Ternyata benar apa yang dikatakan Charlotte Buhler, “ masa puber sebagai masa fase negatif, bahwa setiap individu mengambil sikap “anti” terhadap kehidupan atau kelihatannya kehilangan sifat-sifat baik yang sebelumnya sudah berkembang”. Saat masa ini aku seperti mencari jatidiriku sebagai manusia baru (pubertas) dan akupun jarang berada dirumah, karena pergaulanku mengalami sedikit perubahan dan mulai tertarik pada lawan jenis.

Masa Remaja

Dari MTs aku beralih ke sekolah umum (SMA). Sekolah di SMA, aku banyak menemukan hal baru dalam pribadiku. Matangnya emosiku mendorongku untuk bersikap lebih dewasa. Seperti remaja pada umumnya yang identik dengan badai dan tekanan, terutama dalam hubungan dengan lawan jenis, akupun mengenal cinta. Disini aku banyak mengenal sifat-sifat remaja yang variatif dan berbagai tekanan emosi yang tak stabil yang menyeretku untuk berpikir kritis dalam memecahkan suatu masalah. Tak seperti sebelumnya yang hanya bereaksi secara emosional, kini aku mulai berpikir tentang masa depan. Berbeda dengan remaja lain yang hanyut dalam pergaulan negatif, aku terus berusaha untuk melakukan sesuatu yang bermanfaat bagiku maupun untuk orang lain.
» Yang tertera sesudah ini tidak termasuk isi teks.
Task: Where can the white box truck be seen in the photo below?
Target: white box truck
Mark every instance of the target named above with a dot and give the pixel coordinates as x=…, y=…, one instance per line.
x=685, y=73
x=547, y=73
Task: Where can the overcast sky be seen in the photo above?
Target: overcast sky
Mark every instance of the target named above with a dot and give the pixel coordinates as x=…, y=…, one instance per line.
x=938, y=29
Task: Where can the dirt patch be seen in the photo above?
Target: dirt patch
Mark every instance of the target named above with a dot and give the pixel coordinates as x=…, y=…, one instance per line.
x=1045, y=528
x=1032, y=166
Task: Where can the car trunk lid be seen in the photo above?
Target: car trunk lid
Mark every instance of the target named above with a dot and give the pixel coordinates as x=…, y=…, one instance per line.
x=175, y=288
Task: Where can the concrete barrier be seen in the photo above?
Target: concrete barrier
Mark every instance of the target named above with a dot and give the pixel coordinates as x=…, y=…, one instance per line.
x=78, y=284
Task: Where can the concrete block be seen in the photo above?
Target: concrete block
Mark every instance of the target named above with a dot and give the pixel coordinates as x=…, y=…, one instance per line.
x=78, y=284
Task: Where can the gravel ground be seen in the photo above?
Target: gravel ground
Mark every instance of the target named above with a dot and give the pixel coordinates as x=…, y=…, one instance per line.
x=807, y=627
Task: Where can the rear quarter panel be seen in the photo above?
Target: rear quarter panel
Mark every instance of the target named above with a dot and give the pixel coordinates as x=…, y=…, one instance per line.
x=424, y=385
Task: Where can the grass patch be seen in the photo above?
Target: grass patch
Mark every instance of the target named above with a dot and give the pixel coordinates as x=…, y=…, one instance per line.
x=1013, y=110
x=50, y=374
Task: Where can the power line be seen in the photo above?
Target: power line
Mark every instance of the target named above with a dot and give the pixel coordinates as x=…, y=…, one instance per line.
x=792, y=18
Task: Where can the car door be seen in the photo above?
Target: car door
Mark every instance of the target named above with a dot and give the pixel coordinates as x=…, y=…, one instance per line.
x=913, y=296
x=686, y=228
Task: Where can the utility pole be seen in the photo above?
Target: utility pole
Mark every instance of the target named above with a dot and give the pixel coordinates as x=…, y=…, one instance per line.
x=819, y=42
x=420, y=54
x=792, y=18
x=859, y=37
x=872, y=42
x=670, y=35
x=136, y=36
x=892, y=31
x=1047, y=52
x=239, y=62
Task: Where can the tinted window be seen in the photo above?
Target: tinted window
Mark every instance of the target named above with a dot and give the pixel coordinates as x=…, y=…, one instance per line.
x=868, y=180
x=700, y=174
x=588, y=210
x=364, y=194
Walaupun aku harus bergaul dengan brendel sekalipun, yang hidup bebas.

Masa Akhir Remaja

Seiring jalannya waktu, ternyata aku harus terusir oleh waktu. Merantau ke kota Ciputat untuk melanjutkan studiku di Universitas Islam Negeri (UIN) Syarif Hidayatullah Jakarta, walaupun sebelumnya aku mengharap kota Bandung jadi tempat studiku. Disini kubuka lembaran awal masa dewasaku untuk menyongsong masa depan. Di awal kedewasaanku ini, emosiku mulai stabil dalam memecahkan suatu perkara, aku terus berjuang untuk tetap menyeimbangkan kehidipanku. Berbagai hal baru membanjiri hidupku, dan tak sedikit pula tekanan yang silih berganti untuk menghambat lajuku. Aku harus tetap tegar dalam menjalani hidup.

Seberkas Coretan

“Si Manja,” panggilan itu kerap kusandang dari orang-orang disekitar telingaku. Mereka anggap aku seorang raja ditengah keluargaku, karena apa yang kupinta tak pernah di sangkal, tersentuh orang lainpun bapakku dengan buas menerkamnya. Itulah sosok “Si Manja” yang menjadi benalu dihidupku selama 14 tahun. Kesematawayanganku merupakan pemicu diusungnya aku sebagai raja, tapi setelah saudaraku lahir dibumi, tahta kerajaanku harus terbagi dua, dan aku dilepas untuk menjalani jalan terjal remaja. Disini kutemukan sepercik kemandirian. Aku mulai dihadapkan pada pergaulan yang terbentang luas, seakan-akan “Si Manja” lenyap ditelan waktu. Aku mulai hidup lepas yang penuh pergolakan. Kini aku telah dewasa, harus berani tanggung jawab.